In Diffulex, the runtime option for this method is:

decoding_strategy: multi_bd

This page describes the engine-side implementation. For reproducing the MBD-LMs experiments and their training recipe, use the Diffulex mbd-lms branch. For new runtime development and open-source contributions, use main.

Method Terms

Term

Meaning in Diffulex

SingleBD

One active noisy block is decoded at a time; later blocks wait for the current block to finish and enter KV cache.

MultiBD

A bounded active block set is decoded concurrently with block-causal visibility.

Running-set

The consecutive blocks that have not yet become part of the clean cached prefix.

Block Buffer

A fixed-size physical buffer for resident blocks. It keeps shapes stable while logical blocks enter, complete, and commit to KV cache.

MultiTF

The MBD-LMs post-training recipe that aligns training states with practical MultiBD inference states. This is part of the experiment branch, not a server flag.

Runtime Mapping

decoding_strategy="multi_bd" selects the block-aware request state, scheduler, KV cache manager, model runner, and attention metadata path. The core implementation lives in diffulex.engine and diffulex.mixin.multi_block.

At a high level:

  1. The request state tracks block-level progress and the active running-set.

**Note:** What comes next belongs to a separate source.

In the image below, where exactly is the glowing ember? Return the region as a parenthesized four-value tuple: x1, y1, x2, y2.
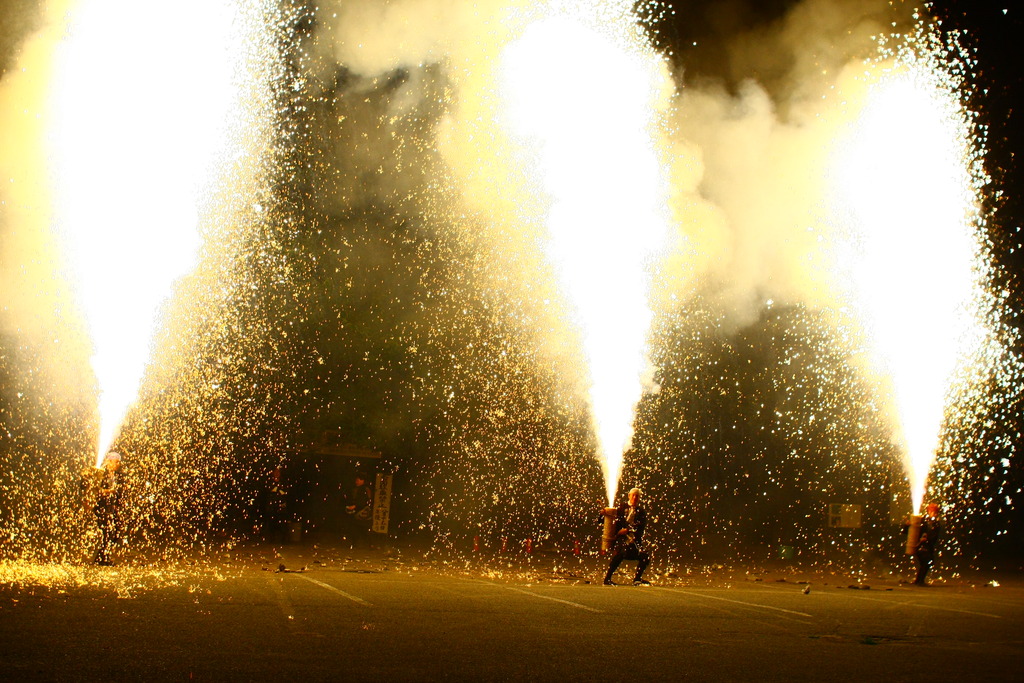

  2. The scheduler decides when another block can enter the active set.

  3. Completed front blocks are committed into the KV cache.

  4. Prefix caching reuses the clean cached prefix for later steps and requests.

  5. Static-shape execution can run over the configured block/buffer layout.

For d2f, config normalization forces multi_block_prefix_full=True, which uses full-prefix multi-block behavior and disables prefix caching. For multi_bd and dmax, config normalization forces multi_block_prefix_full=False, which is the block-causal path needed by prefix caching.

When It Applies

Use multi_bd for model families that are configured for block-causal multi-block decoding, such as LLaDA2, SDAR, SDAR-MoE, Fast-dLLM-v2, Stable- DiffCoder, and Dream reasoner paths.

There are two common usage modes:

Mode

What it means

Training-free MultiBD

Run an existing compatible BD-LM with decoding_strategy=multi_bd. This can improve parallelism, but quality depends on how well the checkpoint tolerates MultiBD states.

MBD-LM reproduction

Use checkpoints/configs from the MBD-LMs experiment setup, where MultiTF was used to align training with MultiBD inference. Reproduce these through the mbd-lms branch.

DMax-style token merging composes with the same block-causal runtime ideas, but uses decoding_strategy="dmax" because it has additional edit-sampling and token-merge requirements.

Block Size

block_size controls the token span managed as one diffusion block.

For most model families, choose one of 4, 8, 16, or 32. The general default is 32. model_name="diffusion_gemma" uses 256, and config normalization forces that value for both block and page size.

block_size must not exceed page_size. If you change one, check the other at the same time so the KV cache layout still matches the decoding block layout.

Larger block sizes can reduce block-management overhead but increase the amount of work tied to one block. Smaller block sizes expose more scheduling granularity but can increase bookkeeping pressure.

Buffer Size

buffer_size controls how many active diffusion blocks the request can keep in the multi-block buffer.

The general default is 4. model_name="diffusion_gemma" is normalized to 1.

Increasing the buffer can expose more inter-block parallelism and improve overlap between block progress, scheduling, and KV-cache commits. It also increases active state and per-step work. When debugging, use the strategy default or a small value before tuning throughput.